Um dia perguntaram a um homem que estava assentando tijolos: O que você está fazendo? Ele disse: estou fazendo uma parede. Perguntado a um outro a resposta foi de pessoa nobre: Estou construindo uma catedral. Que bom se todos fizéssemos para os outros o que gostaríamos que fosse para nós mesmos.
Pela cidade, perguntamos para várias pessoas, passamos por várias igrejas, pretendendo ouvir canto gregoriano. Depois de muita procura e informações erradas, chegamos no local e fomos informados que o canto que acontece em um convento estava suspenso. Voltamos passeando.
Fomos fazer serviços de banco e conhecer a orla ao norte de Olinda. Para quem a gente perguntava, diziam que era muito longe é que deveríamos pegar um taxi ou ir de ônibus. Andamos somente 2 km até o banco pela orla dos gatos.
No calçadão da praia tem gatos de todas as cores, pequenos, grandes, bonitos e feios espalhados pelas árvores, na calçada, no meio das pedras, em baixo do banco, sempre na sombra. Pessoas levam ração para eles naquele local. É uma comunidade de gatos, literalmente.
O vigia da pousada que fica a noite, como tinha tempo, passou a ajudar as copeiras no café da manhã. Ele procura adiantar os afazeres na madrugada e quando elas chegam, sentam e tomam café ainda antes dos hóspedes e ainda reclamam quando falta alguma coisa na mesa. Cobram como se fosse ele o culpado. Ele me disse que assim era humilhado pelas copeiras. Diante da reclamação, recomendei a ele que não fizesse mais o que não era de sua atribuição. Ele me disse que o patrão já falou isto para ele e que ele não iria fazer mais.

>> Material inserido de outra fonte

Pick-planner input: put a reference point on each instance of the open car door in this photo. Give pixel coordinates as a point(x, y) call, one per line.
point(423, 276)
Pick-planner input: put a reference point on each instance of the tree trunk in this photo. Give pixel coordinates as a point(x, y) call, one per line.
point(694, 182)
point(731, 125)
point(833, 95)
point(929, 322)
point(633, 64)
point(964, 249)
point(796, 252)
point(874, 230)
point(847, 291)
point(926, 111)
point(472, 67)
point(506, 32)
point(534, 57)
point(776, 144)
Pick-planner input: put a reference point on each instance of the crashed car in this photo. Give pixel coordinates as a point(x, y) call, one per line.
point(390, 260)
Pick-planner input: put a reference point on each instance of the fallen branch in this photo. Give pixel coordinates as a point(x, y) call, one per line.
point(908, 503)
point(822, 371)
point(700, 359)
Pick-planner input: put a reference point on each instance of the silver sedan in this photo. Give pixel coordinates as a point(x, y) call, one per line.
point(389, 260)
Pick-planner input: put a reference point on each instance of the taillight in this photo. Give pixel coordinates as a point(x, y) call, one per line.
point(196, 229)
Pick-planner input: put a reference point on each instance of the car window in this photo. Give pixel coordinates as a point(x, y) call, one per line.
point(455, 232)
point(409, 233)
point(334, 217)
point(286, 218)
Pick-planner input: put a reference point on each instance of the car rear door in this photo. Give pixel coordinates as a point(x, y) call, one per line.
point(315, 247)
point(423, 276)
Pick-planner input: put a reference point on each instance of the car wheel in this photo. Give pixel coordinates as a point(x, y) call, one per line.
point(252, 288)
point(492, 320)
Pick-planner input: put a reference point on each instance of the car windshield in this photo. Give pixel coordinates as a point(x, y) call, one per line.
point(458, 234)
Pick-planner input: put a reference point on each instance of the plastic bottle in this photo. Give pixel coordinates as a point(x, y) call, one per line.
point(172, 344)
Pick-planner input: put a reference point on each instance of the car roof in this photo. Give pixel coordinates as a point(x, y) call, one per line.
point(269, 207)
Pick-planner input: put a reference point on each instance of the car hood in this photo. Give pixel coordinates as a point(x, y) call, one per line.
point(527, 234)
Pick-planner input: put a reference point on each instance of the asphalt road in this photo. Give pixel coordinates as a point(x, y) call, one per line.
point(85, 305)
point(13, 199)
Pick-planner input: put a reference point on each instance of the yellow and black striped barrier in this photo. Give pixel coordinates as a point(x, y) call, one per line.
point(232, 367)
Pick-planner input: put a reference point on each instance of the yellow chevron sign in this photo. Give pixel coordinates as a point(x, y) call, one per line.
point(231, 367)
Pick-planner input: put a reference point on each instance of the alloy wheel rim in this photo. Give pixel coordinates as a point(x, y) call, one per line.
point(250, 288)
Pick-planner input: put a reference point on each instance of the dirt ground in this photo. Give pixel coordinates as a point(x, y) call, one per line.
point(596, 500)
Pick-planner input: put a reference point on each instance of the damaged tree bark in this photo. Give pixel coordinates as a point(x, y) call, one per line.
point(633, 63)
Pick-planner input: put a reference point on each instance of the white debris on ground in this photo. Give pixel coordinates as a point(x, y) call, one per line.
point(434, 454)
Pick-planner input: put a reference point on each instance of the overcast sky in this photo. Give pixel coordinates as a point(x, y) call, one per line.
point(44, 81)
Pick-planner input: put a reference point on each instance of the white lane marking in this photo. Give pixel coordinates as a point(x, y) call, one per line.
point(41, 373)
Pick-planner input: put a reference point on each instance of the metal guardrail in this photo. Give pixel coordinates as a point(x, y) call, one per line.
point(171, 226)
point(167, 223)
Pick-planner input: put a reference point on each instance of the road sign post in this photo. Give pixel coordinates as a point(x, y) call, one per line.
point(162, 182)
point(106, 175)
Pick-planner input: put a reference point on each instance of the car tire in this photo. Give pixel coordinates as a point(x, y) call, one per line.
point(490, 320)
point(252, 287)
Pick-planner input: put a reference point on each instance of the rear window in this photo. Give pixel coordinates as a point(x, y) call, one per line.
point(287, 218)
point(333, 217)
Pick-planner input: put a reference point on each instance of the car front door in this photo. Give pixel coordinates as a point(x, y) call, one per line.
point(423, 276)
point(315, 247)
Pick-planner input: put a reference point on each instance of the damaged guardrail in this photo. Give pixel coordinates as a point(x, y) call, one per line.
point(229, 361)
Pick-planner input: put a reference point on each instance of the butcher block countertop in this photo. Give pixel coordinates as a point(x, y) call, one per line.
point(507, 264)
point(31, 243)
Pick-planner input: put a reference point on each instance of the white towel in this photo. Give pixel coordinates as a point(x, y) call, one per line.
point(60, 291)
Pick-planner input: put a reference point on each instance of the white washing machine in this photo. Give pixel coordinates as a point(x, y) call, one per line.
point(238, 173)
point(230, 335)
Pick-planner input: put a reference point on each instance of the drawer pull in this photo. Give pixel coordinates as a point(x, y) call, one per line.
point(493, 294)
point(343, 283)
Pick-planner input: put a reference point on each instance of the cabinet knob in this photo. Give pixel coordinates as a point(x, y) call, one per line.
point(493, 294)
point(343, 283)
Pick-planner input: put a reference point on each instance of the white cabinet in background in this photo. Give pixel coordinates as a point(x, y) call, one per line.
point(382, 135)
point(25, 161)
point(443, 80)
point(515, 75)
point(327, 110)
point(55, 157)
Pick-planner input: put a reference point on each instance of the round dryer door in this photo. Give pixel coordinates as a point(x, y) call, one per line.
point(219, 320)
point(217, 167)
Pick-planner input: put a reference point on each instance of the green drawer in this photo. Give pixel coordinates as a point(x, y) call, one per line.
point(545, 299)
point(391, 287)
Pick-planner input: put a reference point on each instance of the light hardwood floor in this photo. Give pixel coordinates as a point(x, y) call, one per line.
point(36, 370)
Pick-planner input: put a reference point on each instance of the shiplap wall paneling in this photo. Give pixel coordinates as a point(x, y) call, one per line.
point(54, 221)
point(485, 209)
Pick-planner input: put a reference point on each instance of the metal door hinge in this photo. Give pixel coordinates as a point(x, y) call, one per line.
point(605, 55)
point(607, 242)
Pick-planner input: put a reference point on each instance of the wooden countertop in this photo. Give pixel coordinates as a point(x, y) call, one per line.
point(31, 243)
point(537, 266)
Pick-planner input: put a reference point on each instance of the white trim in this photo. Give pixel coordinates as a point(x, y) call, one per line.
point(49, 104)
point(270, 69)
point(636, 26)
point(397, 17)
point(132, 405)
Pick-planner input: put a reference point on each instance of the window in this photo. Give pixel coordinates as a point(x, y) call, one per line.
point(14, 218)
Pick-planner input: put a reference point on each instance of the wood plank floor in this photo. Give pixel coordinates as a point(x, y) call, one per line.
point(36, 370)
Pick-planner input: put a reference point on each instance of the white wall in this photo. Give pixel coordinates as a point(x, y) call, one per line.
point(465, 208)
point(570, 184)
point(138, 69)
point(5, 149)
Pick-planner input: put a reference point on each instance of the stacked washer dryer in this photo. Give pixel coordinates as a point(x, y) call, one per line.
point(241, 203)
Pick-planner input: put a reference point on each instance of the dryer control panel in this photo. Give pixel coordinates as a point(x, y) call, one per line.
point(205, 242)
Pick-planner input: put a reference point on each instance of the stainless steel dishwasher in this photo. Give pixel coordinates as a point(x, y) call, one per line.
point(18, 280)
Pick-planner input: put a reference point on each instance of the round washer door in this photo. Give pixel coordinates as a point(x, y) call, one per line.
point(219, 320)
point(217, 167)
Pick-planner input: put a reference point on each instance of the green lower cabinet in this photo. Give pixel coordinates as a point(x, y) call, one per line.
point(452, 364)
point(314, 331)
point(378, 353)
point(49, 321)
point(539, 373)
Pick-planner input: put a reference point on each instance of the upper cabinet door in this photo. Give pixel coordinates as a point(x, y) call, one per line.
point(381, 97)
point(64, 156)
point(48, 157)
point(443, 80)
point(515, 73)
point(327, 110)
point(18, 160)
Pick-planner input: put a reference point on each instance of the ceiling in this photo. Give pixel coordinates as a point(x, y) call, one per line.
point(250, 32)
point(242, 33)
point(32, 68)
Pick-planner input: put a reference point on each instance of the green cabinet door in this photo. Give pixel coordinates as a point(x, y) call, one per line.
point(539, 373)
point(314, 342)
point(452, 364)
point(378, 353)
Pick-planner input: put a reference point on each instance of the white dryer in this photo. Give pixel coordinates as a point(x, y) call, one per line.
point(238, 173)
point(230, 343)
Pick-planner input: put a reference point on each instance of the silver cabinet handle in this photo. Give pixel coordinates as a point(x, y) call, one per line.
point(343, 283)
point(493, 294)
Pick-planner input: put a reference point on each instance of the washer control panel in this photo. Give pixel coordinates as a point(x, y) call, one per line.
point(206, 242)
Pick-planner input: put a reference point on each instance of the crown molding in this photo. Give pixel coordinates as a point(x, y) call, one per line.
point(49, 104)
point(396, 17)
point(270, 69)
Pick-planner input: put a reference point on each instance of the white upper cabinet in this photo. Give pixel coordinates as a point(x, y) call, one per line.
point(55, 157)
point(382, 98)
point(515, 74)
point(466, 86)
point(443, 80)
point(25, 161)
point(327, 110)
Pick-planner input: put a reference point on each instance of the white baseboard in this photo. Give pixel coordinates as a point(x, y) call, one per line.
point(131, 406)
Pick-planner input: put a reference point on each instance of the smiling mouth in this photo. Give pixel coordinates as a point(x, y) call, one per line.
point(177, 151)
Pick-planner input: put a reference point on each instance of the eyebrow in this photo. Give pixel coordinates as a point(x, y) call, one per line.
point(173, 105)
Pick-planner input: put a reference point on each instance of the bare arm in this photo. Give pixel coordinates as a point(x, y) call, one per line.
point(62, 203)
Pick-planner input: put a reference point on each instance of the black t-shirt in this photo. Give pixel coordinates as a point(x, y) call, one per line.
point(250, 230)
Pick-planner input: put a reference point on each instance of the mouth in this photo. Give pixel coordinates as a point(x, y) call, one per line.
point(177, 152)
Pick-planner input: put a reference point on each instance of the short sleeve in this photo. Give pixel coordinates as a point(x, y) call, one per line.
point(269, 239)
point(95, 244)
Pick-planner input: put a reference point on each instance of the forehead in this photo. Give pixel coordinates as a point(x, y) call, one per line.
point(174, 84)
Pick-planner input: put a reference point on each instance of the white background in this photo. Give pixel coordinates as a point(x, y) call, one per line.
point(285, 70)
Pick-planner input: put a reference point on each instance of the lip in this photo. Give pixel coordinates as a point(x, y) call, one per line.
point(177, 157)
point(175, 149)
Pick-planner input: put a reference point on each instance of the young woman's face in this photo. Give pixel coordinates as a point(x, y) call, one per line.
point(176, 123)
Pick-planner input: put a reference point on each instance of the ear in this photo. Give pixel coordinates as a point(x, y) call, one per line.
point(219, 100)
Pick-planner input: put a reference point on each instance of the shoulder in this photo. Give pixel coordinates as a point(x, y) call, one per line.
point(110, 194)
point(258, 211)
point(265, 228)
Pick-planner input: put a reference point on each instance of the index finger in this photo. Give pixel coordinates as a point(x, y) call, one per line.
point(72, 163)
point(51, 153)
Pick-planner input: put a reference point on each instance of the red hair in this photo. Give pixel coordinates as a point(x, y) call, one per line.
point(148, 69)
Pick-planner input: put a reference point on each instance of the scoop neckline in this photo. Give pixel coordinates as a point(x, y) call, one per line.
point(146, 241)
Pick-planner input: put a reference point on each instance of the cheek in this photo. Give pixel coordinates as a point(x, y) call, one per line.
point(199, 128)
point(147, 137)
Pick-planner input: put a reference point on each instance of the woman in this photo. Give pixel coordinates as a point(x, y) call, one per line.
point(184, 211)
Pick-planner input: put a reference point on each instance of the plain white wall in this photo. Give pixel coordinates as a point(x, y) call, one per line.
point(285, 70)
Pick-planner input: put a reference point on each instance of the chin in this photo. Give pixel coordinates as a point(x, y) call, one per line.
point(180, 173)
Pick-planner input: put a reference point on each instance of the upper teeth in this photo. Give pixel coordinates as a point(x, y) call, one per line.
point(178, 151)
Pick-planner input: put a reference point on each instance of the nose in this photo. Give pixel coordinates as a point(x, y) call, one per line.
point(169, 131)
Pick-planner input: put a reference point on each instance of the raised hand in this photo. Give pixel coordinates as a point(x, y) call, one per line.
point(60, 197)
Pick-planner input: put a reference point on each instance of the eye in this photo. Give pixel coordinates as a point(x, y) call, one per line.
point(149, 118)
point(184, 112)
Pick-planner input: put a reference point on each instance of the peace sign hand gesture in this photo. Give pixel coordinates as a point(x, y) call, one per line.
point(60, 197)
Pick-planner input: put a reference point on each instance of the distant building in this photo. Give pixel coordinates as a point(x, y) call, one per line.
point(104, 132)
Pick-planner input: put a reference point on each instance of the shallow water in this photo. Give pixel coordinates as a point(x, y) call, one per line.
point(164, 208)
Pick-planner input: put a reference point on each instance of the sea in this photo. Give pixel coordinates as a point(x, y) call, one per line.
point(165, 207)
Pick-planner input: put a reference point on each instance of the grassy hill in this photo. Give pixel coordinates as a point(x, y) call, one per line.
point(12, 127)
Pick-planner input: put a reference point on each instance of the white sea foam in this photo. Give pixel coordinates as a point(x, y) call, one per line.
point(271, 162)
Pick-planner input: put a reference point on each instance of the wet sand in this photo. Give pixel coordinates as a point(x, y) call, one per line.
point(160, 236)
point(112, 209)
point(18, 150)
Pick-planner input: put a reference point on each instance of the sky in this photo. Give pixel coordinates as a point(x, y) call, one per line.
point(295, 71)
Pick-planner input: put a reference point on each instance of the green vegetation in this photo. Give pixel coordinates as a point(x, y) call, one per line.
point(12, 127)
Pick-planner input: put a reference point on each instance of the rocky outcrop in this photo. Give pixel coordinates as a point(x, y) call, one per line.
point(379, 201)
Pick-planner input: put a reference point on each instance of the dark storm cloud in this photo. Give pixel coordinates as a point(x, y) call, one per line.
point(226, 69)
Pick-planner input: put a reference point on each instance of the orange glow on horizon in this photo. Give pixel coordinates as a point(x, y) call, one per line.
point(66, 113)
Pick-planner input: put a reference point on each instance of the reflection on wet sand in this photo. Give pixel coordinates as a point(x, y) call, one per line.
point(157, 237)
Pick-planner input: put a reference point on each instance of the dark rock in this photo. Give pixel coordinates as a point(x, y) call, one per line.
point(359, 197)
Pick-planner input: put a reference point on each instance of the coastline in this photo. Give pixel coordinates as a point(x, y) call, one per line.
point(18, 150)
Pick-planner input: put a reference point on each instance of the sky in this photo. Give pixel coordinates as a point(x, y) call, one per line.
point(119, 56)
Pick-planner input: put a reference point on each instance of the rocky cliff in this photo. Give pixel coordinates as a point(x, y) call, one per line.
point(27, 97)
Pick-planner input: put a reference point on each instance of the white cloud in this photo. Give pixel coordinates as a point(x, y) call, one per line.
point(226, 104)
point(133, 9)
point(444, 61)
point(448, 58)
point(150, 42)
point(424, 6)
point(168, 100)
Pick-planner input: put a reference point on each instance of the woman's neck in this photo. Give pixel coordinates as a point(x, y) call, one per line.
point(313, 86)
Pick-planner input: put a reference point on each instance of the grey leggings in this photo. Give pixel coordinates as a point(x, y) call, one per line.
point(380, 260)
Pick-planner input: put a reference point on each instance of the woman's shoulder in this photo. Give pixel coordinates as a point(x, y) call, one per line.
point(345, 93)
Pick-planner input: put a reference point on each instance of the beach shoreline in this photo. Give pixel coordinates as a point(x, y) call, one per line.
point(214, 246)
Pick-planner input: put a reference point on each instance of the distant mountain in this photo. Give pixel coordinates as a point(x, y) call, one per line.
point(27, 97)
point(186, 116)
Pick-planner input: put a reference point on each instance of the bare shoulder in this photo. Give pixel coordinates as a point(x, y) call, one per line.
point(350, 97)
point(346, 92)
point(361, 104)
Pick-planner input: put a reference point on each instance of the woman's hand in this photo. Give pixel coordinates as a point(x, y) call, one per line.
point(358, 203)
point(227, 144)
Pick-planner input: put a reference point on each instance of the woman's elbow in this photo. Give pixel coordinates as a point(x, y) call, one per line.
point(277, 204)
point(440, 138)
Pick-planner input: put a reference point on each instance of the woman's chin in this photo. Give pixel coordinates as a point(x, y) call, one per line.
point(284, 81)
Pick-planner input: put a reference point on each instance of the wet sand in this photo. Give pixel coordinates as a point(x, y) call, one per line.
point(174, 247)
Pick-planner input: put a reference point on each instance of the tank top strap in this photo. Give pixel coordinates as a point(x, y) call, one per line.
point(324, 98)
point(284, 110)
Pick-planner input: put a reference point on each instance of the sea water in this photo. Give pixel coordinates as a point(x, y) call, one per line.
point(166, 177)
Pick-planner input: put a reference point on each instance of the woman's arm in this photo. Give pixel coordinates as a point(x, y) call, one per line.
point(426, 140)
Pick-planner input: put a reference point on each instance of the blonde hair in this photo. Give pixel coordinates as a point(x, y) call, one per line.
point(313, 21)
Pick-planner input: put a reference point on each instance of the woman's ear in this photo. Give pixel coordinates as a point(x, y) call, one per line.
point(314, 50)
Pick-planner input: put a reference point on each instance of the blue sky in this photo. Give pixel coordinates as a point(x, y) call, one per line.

No dia seguinte, levantei cedo e o café já estava pronto. Quando me viu tratou logo de explicar. Disse que como eu gostava do café que ele preparava, iria fazer enquanto eu estivesse hospedado e que depois que eu fosse embora da pousada, não iria fazer mais.
Na verdade ele gosta de ajudar e fazer o café. Pena que as preguiçosas copeiras não entendem e promovem desavenças.
Despachamos mais uma caixa pelo correio.
Olinda dona Olinda. O nome desta cidade é o mesmo da minha mãe. Dona Olinda. Viúva ainda jovem, criou cinco filhos com a destreza de um pai e o carinho de uma mãe. Conheceu netos, bisnetos e faleceu aos 74 anos e me deixou uma vontade impossível de voltar o tempo e fazer muito mais por ela.
Ao fundo, Recife vista de Olinda.
Recife/Olinda fica recomendado. Agora vamos rumo ao Agreste, no sertão do Pernambuco e da Paraíba.